W fazie grupowej tegorocznej LM wystąpi aż 28 zespołów, a awans do następnej rundy zapewnią sobie zwycięzcy siedmiu grup (od A do F) oraz pięć najlepszych drużyn z drugich miejsc. Ponieważ po rozgrywkach grupowych wybrany zostanie gospodarz turnieju finałowego Final Four (będzie zwolniony z gry w play-off), awans do tej fazy uzyska dodatkowo jeszcze jeden zespół z drugiego miejsca z najlepszym dorobkiem punktowym (w miejsce gospodarza Final Four). Ostatni zespół z drugiego miejsca w grupie oraz trzy zespoły z najlepszym dorobkiem punktowym z trzeciego miejsca będą musiały zadowolić się rywalizacją w fazie Challenge Round Pucharu CEV. W tej sytuacji walka o pierwsze miejsce w każdej z grup będzie bardzo zacięta, ponieważ tylko zwycięzcy grup będą mogli cieszyć się ze spokojnego awansu do fazy play-off Ligi Mistrzów bez liczenia punktów i oglądania się na rywali w innych grupach.

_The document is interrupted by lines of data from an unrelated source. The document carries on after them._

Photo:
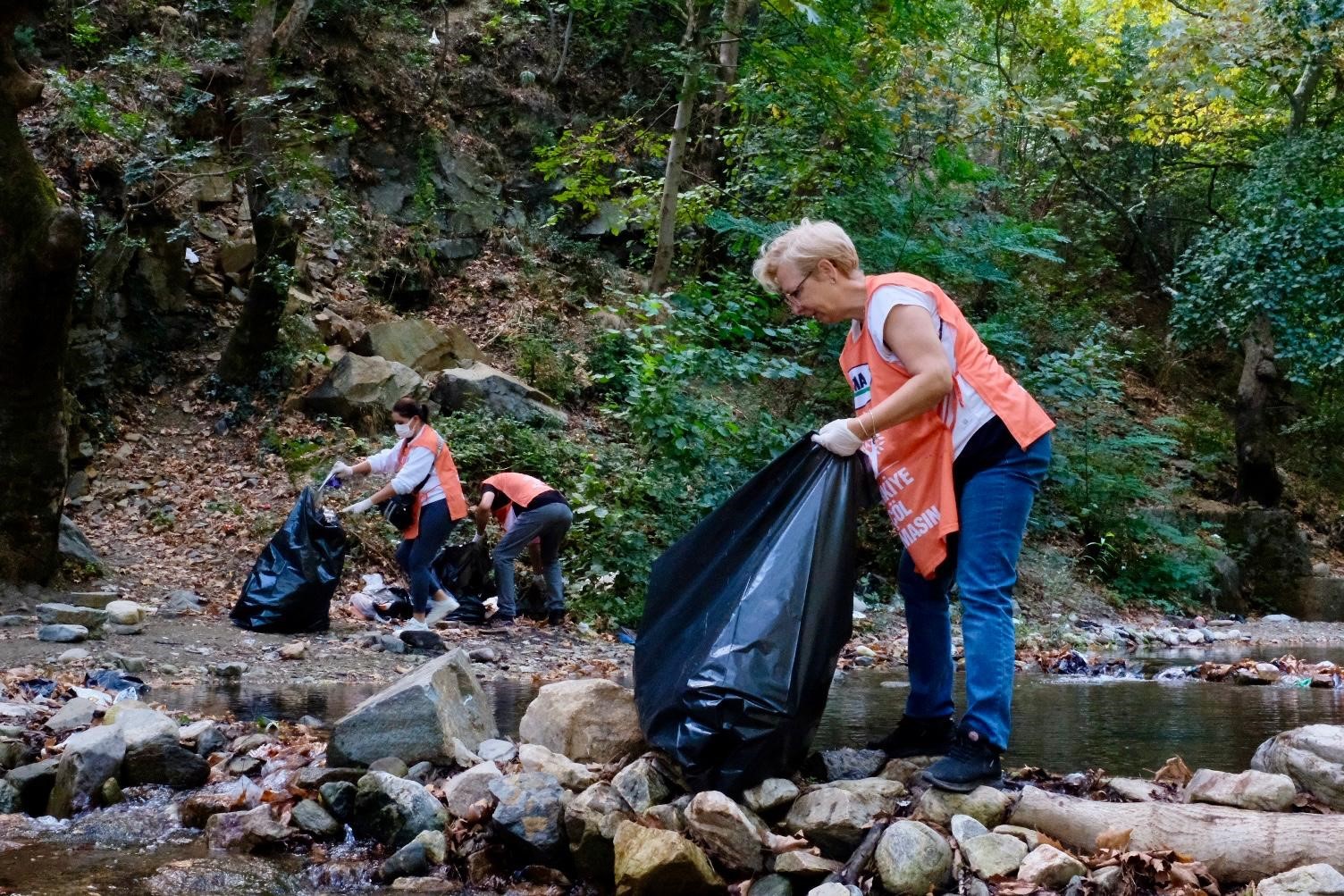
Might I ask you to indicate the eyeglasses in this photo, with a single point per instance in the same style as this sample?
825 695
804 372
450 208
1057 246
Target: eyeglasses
792 295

- Awans do LM był dla nas priorytetem w ub. sezonie - mówi trener Asseco Resovii, Andrzej Kowal. - Cieszymy się, że będziemy mogli uczestniczyć w tych elitarnych rozgrywkach i dlatego też pod tym kątem zespół został wzmocniony m.in. doświadczonym Jochene Schopsem, który obok Lukasa Tichacka może pochwalić się złotym medalem LM. W tym sezonie jesteśmy w stanie zajść naprawdę daleko. Celem podstawowym jest wyjście z grupy, a później może wiele rzeczy się wydarzyć. Z wiarą i determinacją ten zespół jest w stanie osiągnąć sukces - mówi szkoleniowiec mistrzów Polski.